I’d like any patient who hears the words “You have cancer” to be afforded the same decency and dignity as Sen. Kennedy was given as a cancer patient when he learned of his illness. And I guarantee Sen. Kennedy’s first thoughts when he learned of his illness were not about money and insurance and who would pay for his care or if he would even be able to get care or if his family would be bankrupted by his care or if he’d be better off dead than bankrupting his family. That was my reality when I learned I had cancer. And according to the RNs I have spoken to, it is the reality for many, many patients in this nation.
So, that is how I told the audience I believe the new Congress should evaluate their work on a new HR676 draft or any other healthcare reform legislation: Does every cancer patient upon diagnosis have the same right to treatment as Sen. Ted Kennedy did upon diagnosis? If not, why not? And if a plan with treatment disparities is to be our law, then let’s be honest about whose life is determined to be most valuable and whose is determined to be most expendable and who deserves to be made to suffer their way through cancer treatment. A check-off system of possible life-value ratings could and should become a transparent part of a treatment plan if Sen. Kennedy’s legislation makes one cancer patient eligible for more care than another or subject to the financial whims of the insurance companies. Full disclosure, folks, full disclosure.
This is what happens to insured Americans now: http://health.usnews.com/articles/health/healthday/2008/10/28/medical-debt-sending-many-over-financial-brink.html
So if the new Kennedy effort doesn't stop this sort of financial and emotional assault and battery by the for-profit healthcare system, then the new legislation should not become law. I do not think he'd want to leave broken lives labeled with his law.

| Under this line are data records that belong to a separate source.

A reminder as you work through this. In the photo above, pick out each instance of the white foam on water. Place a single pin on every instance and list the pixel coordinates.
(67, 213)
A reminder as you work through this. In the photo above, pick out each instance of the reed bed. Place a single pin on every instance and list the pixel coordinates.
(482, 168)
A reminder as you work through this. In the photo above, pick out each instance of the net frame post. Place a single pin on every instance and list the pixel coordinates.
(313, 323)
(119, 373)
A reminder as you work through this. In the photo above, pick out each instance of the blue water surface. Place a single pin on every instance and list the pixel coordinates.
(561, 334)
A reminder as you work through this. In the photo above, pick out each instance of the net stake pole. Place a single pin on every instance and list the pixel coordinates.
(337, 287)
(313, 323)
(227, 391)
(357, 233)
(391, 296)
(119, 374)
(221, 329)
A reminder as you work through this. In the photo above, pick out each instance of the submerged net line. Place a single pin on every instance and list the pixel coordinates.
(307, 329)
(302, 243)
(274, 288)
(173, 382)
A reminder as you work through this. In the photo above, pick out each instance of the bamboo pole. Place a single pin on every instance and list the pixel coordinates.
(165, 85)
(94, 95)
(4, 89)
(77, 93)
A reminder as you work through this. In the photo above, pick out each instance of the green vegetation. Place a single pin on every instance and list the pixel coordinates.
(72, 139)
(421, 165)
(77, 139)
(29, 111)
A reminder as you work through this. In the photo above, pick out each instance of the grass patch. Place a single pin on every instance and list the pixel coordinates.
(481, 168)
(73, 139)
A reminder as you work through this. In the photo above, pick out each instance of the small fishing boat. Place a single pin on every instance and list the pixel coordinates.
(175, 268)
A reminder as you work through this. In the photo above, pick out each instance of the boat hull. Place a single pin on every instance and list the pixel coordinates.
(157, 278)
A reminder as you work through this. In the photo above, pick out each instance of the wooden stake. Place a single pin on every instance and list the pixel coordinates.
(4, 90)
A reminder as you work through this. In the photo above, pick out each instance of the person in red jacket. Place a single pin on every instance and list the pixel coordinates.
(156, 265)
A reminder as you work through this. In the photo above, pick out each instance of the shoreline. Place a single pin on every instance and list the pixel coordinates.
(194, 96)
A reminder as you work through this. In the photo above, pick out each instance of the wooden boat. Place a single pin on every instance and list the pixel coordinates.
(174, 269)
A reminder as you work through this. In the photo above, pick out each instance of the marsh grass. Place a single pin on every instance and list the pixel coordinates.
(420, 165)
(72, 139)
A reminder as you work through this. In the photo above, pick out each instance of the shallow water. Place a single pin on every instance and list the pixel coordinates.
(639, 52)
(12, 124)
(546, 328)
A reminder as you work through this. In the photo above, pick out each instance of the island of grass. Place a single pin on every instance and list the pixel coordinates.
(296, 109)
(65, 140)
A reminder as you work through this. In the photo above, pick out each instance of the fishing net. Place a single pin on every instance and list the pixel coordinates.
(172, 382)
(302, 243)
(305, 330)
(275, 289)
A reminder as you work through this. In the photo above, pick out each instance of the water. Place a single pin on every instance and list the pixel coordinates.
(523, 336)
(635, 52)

And I would bet you my next paycheck that the draft legislation already circling the DC Beltway wouldn’t even come close to meeting that cancer patient litmus test I suggest. Patients have a right to know if the plans being drafted are simply meant to make a few legislators feel less guilty about the most glaring disparities we now have in access to care or if the plans truly start wiping away those biases.
I’d guess as we are seeing insurance companies anxiously awaiting the new plans, we aren’t moving toward better things for most patients. And if Sen. Kennedy truly wants to leave a legacy of a better health system, then he can walk a mile in the shoes of fellow cancer patients before he wraps his arms around a healthcare industry bailout cloaked in phony promises of reform.